This post is from April 2, 2008
Joey Cocciardi
Joey Cocciardi





















































In 'Zen for Head', Paik dips his head in paint and draws a line on paper
In 1970, Robert Smithson created Spiral Jetty in the water along the Northeast shore of the Great Salt Lake, Utah. Spiral Jetty involved moving more than 6 thousand tons of earth and stone to make a spiral form 1500 feet long. The form recalls the shape of salt crystals and microscopic organisms of the lake. Spiral jetty certainly has as its precedent the ancient earth mounds, like those in the Ohio region. Smithson leased 10 acres of land at the lake to make spiral Jetty. Smithson described his sensations about the site as "to suggest an immobile cyclone" and "A dormant earthquake spread into the fluttering stillness, into a spinning sensation without movement." From that the form of Spiral Jetty evolved. Smithson also learned of legend that described an underground channel that connected the Salt lake to the ocean at a point in the middle of the lake that revealed itself as a whirlpool. The metaphor of the spiral worked at microscopic scale, larger scale and at the level of folklore.

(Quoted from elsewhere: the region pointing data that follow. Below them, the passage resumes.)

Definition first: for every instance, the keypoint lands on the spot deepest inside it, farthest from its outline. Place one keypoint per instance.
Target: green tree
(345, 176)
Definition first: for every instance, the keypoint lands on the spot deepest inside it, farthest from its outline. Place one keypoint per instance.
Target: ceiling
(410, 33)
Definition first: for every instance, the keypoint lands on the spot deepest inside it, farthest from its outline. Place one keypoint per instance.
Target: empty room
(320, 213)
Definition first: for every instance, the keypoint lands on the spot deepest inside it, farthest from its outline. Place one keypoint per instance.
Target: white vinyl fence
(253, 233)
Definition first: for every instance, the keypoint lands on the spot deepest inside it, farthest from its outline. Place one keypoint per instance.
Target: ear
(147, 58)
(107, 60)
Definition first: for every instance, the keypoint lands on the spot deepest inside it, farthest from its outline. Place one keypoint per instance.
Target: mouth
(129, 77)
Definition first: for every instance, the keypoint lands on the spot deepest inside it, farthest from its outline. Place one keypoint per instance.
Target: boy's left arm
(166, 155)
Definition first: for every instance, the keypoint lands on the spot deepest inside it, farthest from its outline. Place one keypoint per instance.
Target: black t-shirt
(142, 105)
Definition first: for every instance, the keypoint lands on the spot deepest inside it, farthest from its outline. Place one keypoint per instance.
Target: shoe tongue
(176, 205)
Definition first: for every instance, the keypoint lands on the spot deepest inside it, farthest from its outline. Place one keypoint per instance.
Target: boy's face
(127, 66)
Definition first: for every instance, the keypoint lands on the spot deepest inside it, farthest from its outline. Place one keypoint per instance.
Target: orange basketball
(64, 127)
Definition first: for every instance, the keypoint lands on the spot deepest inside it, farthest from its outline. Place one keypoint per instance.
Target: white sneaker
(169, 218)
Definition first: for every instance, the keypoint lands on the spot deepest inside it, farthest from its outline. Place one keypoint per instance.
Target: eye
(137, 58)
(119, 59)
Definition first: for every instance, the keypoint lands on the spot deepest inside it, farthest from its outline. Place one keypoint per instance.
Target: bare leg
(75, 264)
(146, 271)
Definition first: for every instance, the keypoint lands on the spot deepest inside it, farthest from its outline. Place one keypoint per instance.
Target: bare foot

In 1968, Walter De Maria made a land drawing called Mile Long Drawing in the Mojave Desert, his first earthwork. De Maria's work was typically less permanent or less intrusive on the landscape than Michael Heizer's or Robert Smithson's - somewhat ecologically minded.In 1977, Walter De Maria created Lightning Field in New Mexico. Lightning field is a series of 400 stainless steel poles covering an area of one mile by approximately one kilometer. The tops of the poles are all at the same level, and the poles average a height of about 20 feet. The human population of the region is low and the incidence of lightning is high. The conditions were ideal to achieve a celebration of the power and magnificence of lightning.The grid form of the rods and the one mile dimension, mark the space and recall the grid that organizes much of the United States. The orientation of the tops of the rods gives reference to the shape/ or topography of the land below, and the organization brings the sky and earth together.